Lesson #4: Get Clear on the Earnouts
Ideally, your deal structure would avoid an earnout, but it’s a common way that buyers protect themselves. We tend to negotiate earnouts based on top-line revenue rather than the bottom-line profits because, as the seller, you can’t control the buyer’s performance and expenses post-closing.
Still, earnouts can be risky.
Not only do you need to have clear language in the purchase agreement about how the earnouts will be calculated, communicated, and distributed, but you also need a strong growth plan to ensure that those earnouts materialize.
You’re essentially handing over your client base for someone else to grow that revenue. “The firm needs to be transferable, sustainable, and scalable—in any order. The plan for scaling is what's going to help you complete that earnout period,” explains Page. “Before selling, know your plan for scale. It's amazing how few agencies have that business development plan buttoned up when they go to market.”
Lesson #5: Finally, Be Honest With Yourself
The best way to stay grounded during the ups and downs of selling your company is to be transparent.
First, be realistic with yourself about what your company is worth.
As your company’s owner, high aspirations should be based on realistic valuations of your company. Professional services firms often aren’t valued as high as the multiples you see with SaaS or tech companies. Get clear on your expectations and make sure the M&A group you pick can meet them, as you won’t want to end up with an unreliable firm that just gives an unrealistic high number so you’ll pick them.
Second, be transparent with your team.
The sooner you can tell your leadership team, the better, but that timing depends on your internal relationships. If you can tell your team even before you decide to formally sell, that gives you a longer runway to engage them as part of the process. “They're going on this journey with you. That would be optimal,” says Tyler. At the very latest, engage your team as soon as you get a promising Letter of Intent from a prospect that your gut is telling you is a fit. Your M&A advisory team can help you with this.
You’ll be leaning on your team more as you dive into the due diligence process. They’ll need open lines of communication with you for good news, bad news, and anything in between.
Plus, if you haven’t done so already, consider designing and implementing a Phantom Stock Plan or Change of Control Plan that rewards and motivates your leadership team members to stay with the acquiring company or new owner. Continuity of the people involved helps to ensure a successful transition for mutually winning outcomes.
And with prospective buyers
“Put it all out there and then really get to know their vision and if the values align,” Tyler says. “I think you should have dinner with them.

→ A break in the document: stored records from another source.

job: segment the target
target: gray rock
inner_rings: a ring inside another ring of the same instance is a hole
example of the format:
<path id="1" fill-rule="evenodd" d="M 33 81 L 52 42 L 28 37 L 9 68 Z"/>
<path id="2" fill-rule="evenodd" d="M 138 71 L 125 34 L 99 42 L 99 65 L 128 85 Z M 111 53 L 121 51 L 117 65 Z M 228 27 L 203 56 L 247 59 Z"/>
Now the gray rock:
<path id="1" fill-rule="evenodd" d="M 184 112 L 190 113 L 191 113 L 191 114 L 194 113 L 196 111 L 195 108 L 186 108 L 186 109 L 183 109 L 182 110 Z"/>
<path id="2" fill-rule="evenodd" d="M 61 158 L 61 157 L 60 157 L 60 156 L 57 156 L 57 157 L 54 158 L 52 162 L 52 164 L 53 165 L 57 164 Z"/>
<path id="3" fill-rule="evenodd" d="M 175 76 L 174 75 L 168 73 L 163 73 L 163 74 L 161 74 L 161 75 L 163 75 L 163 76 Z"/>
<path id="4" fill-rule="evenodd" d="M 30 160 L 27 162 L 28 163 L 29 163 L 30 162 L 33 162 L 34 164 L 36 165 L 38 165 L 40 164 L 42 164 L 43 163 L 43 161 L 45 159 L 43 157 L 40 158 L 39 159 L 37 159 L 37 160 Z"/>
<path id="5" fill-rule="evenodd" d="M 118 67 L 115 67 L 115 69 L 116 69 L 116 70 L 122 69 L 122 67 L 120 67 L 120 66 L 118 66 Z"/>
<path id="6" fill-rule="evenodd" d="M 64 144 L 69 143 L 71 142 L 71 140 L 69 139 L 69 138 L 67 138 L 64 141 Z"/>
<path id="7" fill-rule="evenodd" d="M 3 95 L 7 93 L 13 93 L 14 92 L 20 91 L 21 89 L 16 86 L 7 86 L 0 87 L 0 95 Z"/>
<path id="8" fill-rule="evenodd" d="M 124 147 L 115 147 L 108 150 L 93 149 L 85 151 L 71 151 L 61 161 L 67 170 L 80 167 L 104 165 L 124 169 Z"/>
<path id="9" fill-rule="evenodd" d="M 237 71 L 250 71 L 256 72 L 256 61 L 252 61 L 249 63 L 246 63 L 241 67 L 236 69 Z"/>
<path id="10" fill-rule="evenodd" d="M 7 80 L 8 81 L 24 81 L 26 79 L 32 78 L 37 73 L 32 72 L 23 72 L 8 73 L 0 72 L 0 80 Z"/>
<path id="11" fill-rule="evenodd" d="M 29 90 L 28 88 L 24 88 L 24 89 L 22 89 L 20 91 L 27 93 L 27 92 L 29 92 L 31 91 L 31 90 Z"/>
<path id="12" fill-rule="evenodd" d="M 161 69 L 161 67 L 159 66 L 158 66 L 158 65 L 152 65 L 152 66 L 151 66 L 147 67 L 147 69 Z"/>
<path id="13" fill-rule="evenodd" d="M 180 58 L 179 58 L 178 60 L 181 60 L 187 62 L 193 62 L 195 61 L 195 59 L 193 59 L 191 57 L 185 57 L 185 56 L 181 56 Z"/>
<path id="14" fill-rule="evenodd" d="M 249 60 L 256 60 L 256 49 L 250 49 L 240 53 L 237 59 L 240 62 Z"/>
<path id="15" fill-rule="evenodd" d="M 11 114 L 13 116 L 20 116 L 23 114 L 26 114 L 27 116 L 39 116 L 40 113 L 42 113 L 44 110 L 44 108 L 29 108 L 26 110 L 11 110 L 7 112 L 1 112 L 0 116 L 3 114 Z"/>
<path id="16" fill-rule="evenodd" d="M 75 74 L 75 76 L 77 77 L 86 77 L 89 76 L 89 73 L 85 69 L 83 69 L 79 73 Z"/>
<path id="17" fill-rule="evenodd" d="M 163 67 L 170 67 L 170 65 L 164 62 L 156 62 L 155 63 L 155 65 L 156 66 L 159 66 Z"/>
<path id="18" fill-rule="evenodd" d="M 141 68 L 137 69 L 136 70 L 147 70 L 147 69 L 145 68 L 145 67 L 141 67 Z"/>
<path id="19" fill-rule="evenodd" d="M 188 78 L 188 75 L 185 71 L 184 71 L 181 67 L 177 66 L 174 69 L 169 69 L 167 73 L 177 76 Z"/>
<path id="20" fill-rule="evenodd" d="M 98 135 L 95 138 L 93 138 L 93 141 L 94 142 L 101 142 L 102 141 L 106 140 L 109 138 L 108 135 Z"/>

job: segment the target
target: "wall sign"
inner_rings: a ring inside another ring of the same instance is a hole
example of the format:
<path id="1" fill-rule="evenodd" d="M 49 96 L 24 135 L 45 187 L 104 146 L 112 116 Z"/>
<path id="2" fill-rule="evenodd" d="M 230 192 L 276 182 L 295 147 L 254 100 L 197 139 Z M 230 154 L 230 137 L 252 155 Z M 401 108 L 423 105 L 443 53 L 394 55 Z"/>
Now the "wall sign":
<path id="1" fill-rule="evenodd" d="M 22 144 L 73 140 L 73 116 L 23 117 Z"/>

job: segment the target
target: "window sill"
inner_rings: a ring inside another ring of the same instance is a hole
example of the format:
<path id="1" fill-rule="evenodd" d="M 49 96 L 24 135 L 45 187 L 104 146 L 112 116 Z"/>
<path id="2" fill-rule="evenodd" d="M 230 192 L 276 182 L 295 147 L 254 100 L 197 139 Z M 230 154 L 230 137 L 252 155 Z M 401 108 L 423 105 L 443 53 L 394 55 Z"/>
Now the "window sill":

Getting to know them shouldn't be a horrible labor. If it is, then you’re probably not looking at the right fit.”
If a major change happens with your team, your clients, or your revenue, be proactive and transparent. “If you try to hide anything during due diligence, then your deal may collapse,” Gottschalk says. Pick up the phone and proactively tell them about any changes. “Integrity is critical to getting a deal done.”
In the end, when you sell your company, getting to the finish line where you, your team, and the buyer are truly satisfied, there's not much that compares to that terrific feeling! So, don’t go it alone. Keep learning, gathering knowledge, and preparing. Put the right team together, and enjoy the journey!